In fact, here's a glob of gunk from it:
The Gunk is best described as an action-platformer. Its world is one brimming with stunning alien-to-humans flora and fauna, rich in resources for the grubbing. Our hero, Rani, has a prosthetic arm she affectionately refers to as “Pumpkin” which has an incidental vacuum function (among others) that comes in handy in both sucking up said rich resource realness while also making short work of the gunk consuming the planet. She’s a walking, jumping, sucking context machine, and all gameplay within The Gunk stems from her general being, but I’m getting ahead of myself here.

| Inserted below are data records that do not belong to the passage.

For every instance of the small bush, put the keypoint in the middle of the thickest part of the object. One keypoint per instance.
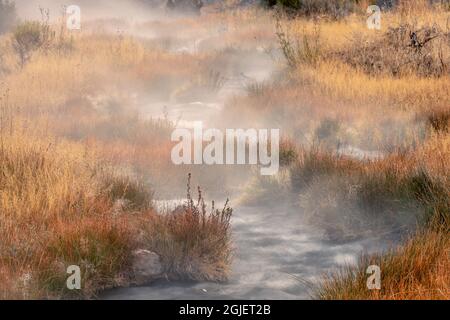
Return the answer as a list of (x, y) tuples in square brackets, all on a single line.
[(8, 15), (28, 37), (194, 243), (333, 8), (402, 50), (304, 49)]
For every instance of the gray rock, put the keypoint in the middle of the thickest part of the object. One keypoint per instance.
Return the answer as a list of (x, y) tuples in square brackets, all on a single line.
[(146, 266)]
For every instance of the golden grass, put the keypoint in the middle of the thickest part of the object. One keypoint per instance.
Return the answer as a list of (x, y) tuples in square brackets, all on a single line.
[(59, 176), (419, 270)]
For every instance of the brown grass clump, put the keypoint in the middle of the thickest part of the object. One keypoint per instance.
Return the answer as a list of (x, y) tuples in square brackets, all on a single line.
[(195, 242)]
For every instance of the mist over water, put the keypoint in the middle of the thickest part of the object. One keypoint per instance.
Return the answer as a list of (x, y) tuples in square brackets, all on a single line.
[(277, 254)]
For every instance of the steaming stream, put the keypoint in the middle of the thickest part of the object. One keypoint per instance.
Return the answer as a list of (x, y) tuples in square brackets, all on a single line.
[(276, 255)]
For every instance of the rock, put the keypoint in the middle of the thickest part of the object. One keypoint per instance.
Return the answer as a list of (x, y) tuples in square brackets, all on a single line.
[(146, 266)]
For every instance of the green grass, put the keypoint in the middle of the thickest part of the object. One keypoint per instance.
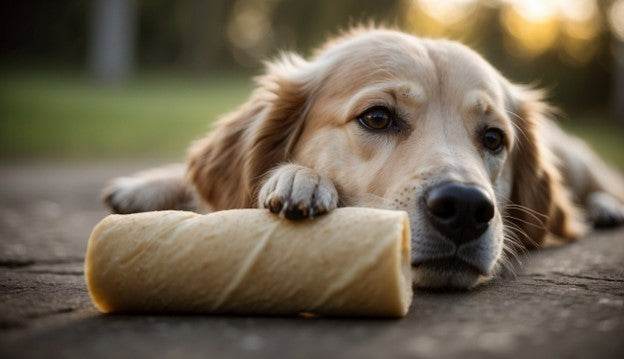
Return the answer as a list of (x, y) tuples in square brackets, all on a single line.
[(66, 115)]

I say “short work” because as the titular threat, and the game’s key visual selling point, the gunk is fairly trivial in its challenge. In that it never really presents one. In fact, it stands largely as purely aesthetic in the grand scheme of things; a narrative hook to draw you into a world that never truly explores, or becomes, all it can be. It’s also lite-on as far as difficulty is concerned, with enemies scarce, and even scarcer in archetypal variety. And their impediment tends to formulate in volume rather than in anything mind-bending or requiring planning or tact. There are just the two main types of grunts, and just the one type of ‘boss’, and that’s kind of it. Everything else is effectively traversal as far as any form of videogame goes, which isn’t an entirely bad thing, it’s just that in equal measure to the smallish concepts at play, the game’s world is bite-sized and delivered in load-in chunks, too, rather than as a streaming, expansive whole.